By Zachary R. Mider and Sree Vidya Bhaktavatsalam
March 18 (Bloomberg) -- Bear Stearns Cos. rose 23 percent in New York trading to more than twice the current value of JPMorgan Chase & Co.'s acquisition as traders bet shareholders will hold out for a higher offer.
JPMorgan, with backing from the Federal Reserve, agreed two days ago to buy the New York-based securities firm for about $2 a share in stock to prevent a collapse. The value of the transaction climbed to $2.34 a share, or $340 million, as the bank's stock rallied.

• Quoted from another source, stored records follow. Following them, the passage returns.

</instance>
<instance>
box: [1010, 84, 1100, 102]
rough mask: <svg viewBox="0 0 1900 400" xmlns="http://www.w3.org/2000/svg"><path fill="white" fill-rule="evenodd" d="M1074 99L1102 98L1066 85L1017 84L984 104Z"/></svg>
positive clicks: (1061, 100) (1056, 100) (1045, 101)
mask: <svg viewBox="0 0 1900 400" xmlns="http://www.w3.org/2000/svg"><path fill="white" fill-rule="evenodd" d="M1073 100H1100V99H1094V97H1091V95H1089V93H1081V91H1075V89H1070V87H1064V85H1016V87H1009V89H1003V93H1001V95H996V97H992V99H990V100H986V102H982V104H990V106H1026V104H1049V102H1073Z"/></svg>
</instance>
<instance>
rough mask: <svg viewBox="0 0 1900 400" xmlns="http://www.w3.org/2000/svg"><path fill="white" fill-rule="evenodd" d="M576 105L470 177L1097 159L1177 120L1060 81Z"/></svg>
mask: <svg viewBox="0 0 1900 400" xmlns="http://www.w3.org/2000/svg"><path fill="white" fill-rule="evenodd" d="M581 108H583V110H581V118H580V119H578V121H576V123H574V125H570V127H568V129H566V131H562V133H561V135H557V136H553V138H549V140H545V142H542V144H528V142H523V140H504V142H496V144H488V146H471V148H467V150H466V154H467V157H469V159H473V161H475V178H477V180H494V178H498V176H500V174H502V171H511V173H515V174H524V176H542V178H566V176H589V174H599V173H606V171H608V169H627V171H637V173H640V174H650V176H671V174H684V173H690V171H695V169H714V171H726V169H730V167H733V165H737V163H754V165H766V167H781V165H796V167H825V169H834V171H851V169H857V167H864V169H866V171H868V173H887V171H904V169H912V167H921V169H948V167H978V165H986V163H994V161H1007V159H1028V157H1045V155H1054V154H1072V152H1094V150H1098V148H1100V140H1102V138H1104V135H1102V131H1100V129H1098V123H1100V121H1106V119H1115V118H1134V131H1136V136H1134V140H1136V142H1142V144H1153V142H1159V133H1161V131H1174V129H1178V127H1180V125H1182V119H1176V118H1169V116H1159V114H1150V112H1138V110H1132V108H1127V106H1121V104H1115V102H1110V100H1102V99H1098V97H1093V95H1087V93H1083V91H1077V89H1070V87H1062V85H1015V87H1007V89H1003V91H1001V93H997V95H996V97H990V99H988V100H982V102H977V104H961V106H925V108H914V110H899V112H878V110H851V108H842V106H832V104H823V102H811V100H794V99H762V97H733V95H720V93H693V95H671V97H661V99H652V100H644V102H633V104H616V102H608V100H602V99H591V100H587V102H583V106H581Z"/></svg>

Billionaire Joseph Lewis, Bear's second-biggest shareholder, called the price ``derisory,'' according to a phone interview yesterday cited by CNBC. Other investors may share that opinion. During a conference call the day the deal was announced, an investor said he would vote against the sale.
``It's likely that a somewhat higher bid will emerge,'' said John Dorfman, chief investment officer of Boston-based Thunderstorm Capital, which owned more than 100,000 Bear Stearns shares as of Dec. 31 and opposes the deal. ``At a price of $2, it's better to just hold on to the stock as a kind of option, hoping for another offer.''
Bear gained $1.10 to $5.91 at 4:02 p.m. in New York Stock Exchange composite trading. JPMorgan, led by Chief Executive Officer Jamie Dimon, will get funding for the transaction from the Federal Reserve, including support of as much as $30 billion for Bear's ``less-liquid assets.''
`Perfectly Possible'
``It's perfectly possible that the deal you see right now is not the deal you're going to get,'' said Nancy Havens, president and founder of Havens Advisors LLC in New York, which specializes in buying the stock of takeover targets. ``There's every incentive for shareholders to vote `no' the first time.''
Bear's biggest investor at year-end was Dallas-based money manager Barrow Hanley Mewhinney & Strauss Inc., whose funds owned a 9.7 percent stake, according to data compiled by Bloomberg. Mutual funds managed by Morgan Stanley of New York were the third biggest at 5.4 percent. Baltimore-based Legg Mason Capital Management, the Legg Mason Inc. unit led by Bill Miller, was the fifth-biggest holder, with a 4.8 percent stake.
Bear employees hold about a third of the shares, including Chairman James Cayne's 5.4 percent stake.
``It looks like a significant number of shareholders are deciding to vote against the deal,'' said James Ellman, who oversees $200 million as the president of San Francisco-based SeaCliff Capital. Investors are saying ``Bear Stearns can survive on its own, JPMorgan will have to up the price, or that another bidder is about to emerge,'' he added.
Sold Stock
Ellman, whose hedge-fund firm specializes in financial stocks, sold his Bear shares about a year ago.
Bear climbed to $171.51 last year and closed at $30 on March 14, the last trading day before New York-based JPMorgan stepped in. The book value was $84 a share as recently as November.
``I'm accusing Mr. Dimon of nothing except being a hard and adroit bargainer, but to a shareholder like me it felt like he was stealing a valuable property on the cheap,'' Dorfman said.
He said he passed up the chance to sell his shares at $5.50 or more today because of the chance of a better offer, either from JPMorgan or from a second bidder such as Goldman Sachs Group Inc., Berkshire Hathaway Inc. or HSBC Holdings Plc.
``It's a race between the bondholders and shareholders to buy as much stock as they can,'' said Brian Shapiro, managing director of Source Capital NY, an independent money manager based in New York. ``They have divergent interests at this point.''
Bondholders vs. Stockholders
Bondholders may be buying stock because they want the deal done, while shareholders are trying to amass a larger stake because they want to vote the deal down, Shapiro said.
Peter Boockvar, an equity strategist at Miller Tabak & Co., discounted the chances of Bear fetching a higher price.
``It is highly unlikely that that JPMorgan will up the offer,'' Boockvar said in an interview. ``This is a misplaced belief, and Bear Stearns shareholders have no choice but to accept the offer.''
Traders are shorting Bear Stearns shares in a bet that the price will go back down, said Marc Weinberger, head trader at W. Quillen Securities in New York.
``There's speculation out there that the price of the JPMorgan bid will be renegotiated higher, and there's also short sellers betting it won't be,'' Weinberger said.
Bear spokesman Russell Sherman; Douglas McMahon, a spokesman for Lewis; and James Barrow didn't return calls seeking comment. Miller wasn't available to comment, said Mary Athridge, a spokeswoman for Legg Mason.
JPMorgan, based in New York, will pay 0.05473 a share for each of Bear's 118 million shares outstanding. The bank rose $2.40, or 6 percent, to $42.71, after increasing 10 percent yesterday.